I wish my magic wand had an autopack setting. I am just about sick and tired of it already. The house we're moving to during the interim while the new house is being built won't see a picture or a piece of art from my boxes because I absolutely refuse to unpack them. Any of them except those necessary for running my business. Basically, I won't see my personal stuff again until May, when it's being moved into the Plum Palace. Almost everything except my shop is well on its way into boxes and bags. I didn't realize how much stuff we have until I began pulling it all out of cabinets and drawers. I'm getting too old for this crap. It is my wish that once stationed in the Plum Palace, it is the last place that I live.

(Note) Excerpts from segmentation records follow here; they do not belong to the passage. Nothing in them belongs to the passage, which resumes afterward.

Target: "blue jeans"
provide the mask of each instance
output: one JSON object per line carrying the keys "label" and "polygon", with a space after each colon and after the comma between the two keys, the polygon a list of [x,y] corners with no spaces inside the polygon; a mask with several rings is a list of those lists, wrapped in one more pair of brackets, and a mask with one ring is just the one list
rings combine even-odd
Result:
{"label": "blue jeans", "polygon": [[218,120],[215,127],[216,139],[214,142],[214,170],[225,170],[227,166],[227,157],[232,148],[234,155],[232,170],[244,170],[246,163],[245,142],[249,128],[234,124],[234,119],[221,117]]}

I started burning some of the incense created by the free class students. I'm quite impressed by them. I couldn't tell you who made what because I was a bit punch drunk from all the aromas in the air and didn't think to sort them out and label them. What fun we all had! It is reflected in these wee witches' hats of incense (aka cones). None seem to be self-combusting because the students added more resins than they should have. They burn great on the handy-dandy electric incense heater. Each cone on the burner with the heat turned at about 150 F will disperse scent for a couple of days. The things in my room, from my clothes to my art, are being infused with scent almost 24-7. None of the work the students did is bad. They all smell wonderful. Some more wonderful than others. I ran a free-for-all kind of class. Each student chose the ingredients for their incense after getting some very basic information about resins, woods, herbs, etc. The point, after some consideration, was changed from an attempt to get cheap labor to provide my shop with incense to a day of grinding incense in a mortar and pestle, and an electric spice grinder, and choosing elements for inclusion into their incense, and then working with the materials to get a feel for what they were doing. It was about experiencing what incense-making was all about. The next class will be the labor class. Since they all know what they're in for now, it should be easier to separate those who want to help from those making social calls. Even though the event was very social, full of energy and joy, I could tell a couple of the folks just weren't into the work. I hope by the next time around I'll have a new professional spice grinder and a few more mortars and pestles to make things move more smoothly. I had a blast, and so did everyone else, and though the event was scheduled from 12-4 pm, many of the participants stayed as late at 8:30! We're building a community out there at the farm. There's a store that is being prepared to open in an old 1950's something trailer (cute as heck!), and soon there will be a classroom building to keep us out of the elements while we're learning about incense and soap and perfume and herbs and medicinals and homemade vinegar, and setting up harvest days to wrap and package white sage bundles and other herbals. Great things are happening at Seasons of Spirit's farm.
We all need something to look forward to. Community and spiritual progress is the path I've chosen.